Il caso venne archiviato come "morte dovuta a fiamma ignota".
Il vagabondo Bailey aveva i denti conficcati in una scala di mogano,
quindi
era vivo quando ha cominciato a bruciare. i vigili del fuoco ebbero
bisogno
di un palanchino per aprirgli le mascelle.
Nel 1982, a Edmonton, nei pressi di Londra, Jeannie Saffin, una minorata
mentale di 62 anni, prese fuoco mentre era seduta su di uno sgabello di
legno nella cucina della sua abitazione. L' attenzione di suo padre, che
era seduto poco distante, venne attratta da un lampo improvviso di luce.

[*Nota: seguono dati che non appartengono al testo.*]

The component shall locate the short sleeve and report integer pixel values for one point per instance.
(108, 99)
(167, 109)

Girandosi verso Jeannie, egli vide che era avvolta dalle fiamme,
soprattutto sul viso e sulle mani, ma non piangeva nè si agitava. Il
padre la spinse sul lavandino e chiamò il cognato che arrivò in tempo
per vedere la donna in piedi, con la faccia e l' addome divorati da
vampate di fuoco crepitanti. Le fiamme vennero domate ma la sventurata
morì in ospedale.
Il
cognato di Jeannie, Donald Carrol dichiarò: " Le fiamme le
uscivano dalla bocca come fosse un drago, facendo un rumore come un
ruggito".
L'
inchiesta sulla morte di Jeannie venne differita in modo da dare il
tempo alla polizia di accertare le cause di quel fenomeno. L' agente di
polizia incaricato di assumere le informazioni non trovò alcuna
spiegazione e lo scrisse nella sua relazione; poi disse ai parenti di
Jeannie che egli riteneva la loro congiunta vittima di un episodio di
combustione umana spontanea.
Il verdetto dell' inchiesta attribuì il fatto ad una "tragica
fatalità". Il medico legale, dottor J. Burton, disse alla
famiglia: "Comprendo i vostri sentimenti ma non posso menzionare
per iscritto la combustione umana spontanea, perchè una cosa simile
scientificamente non esiste. Nella relazione dovrò parlare di fatalità".
Il
defunto professor Beach, del Politecnico di Brooklin, riteneva che le
sventurate vittime di casi di combustione umana spontanea fossero
soggetti particolarmente predisposti ad accumulare elettricità statica
e, al contrario della stragrande maggioranza degli esseri umani, il loro
organismo non la "scaricava" , fino a che non
"esplodevano" per il sovraccarico.
Ci sono, dunque, degli esseri umani dalla complessa costituzione
fisiologica, esseri elettrodinamici, così carichi di energia da
risultare vittime potenziali di combustione spontanea, o addirittura
tali da poter essere definiti "bombe umane"?
Ovviamente
per quanto riguarda i casi segnalati nei secoli scorsi non è consentito
formulare ipotesi plausibili: infatti è più che possibile che fenomeni
a quei tempi giudicati inesplicabili avrebbero potuto trovare una
spiegazione logica se fossero accaduti ai giorni nostri. Troppo spesso
nelle cronache del passato si narrano come fantastici episodi del tutto
chiari alla luce delle moderne conoscienze scientifiche. Molto più
perplessi lasciano i casi accaduti dal 1900 ad oggi e specialmente i più
recenti, cui nessun esperto è riuscito a dare una spiegazione:
oltretutto si tratta di una casistica troppo scarsa perchè si possa
applicare ad essa il metodo statistico al fine di individuare gli
elementi comuni alle presunte autocombustione umane, così da poter
risalire alle cause.
Intanto
qualcuno continua a bruciare di fuoco proprio.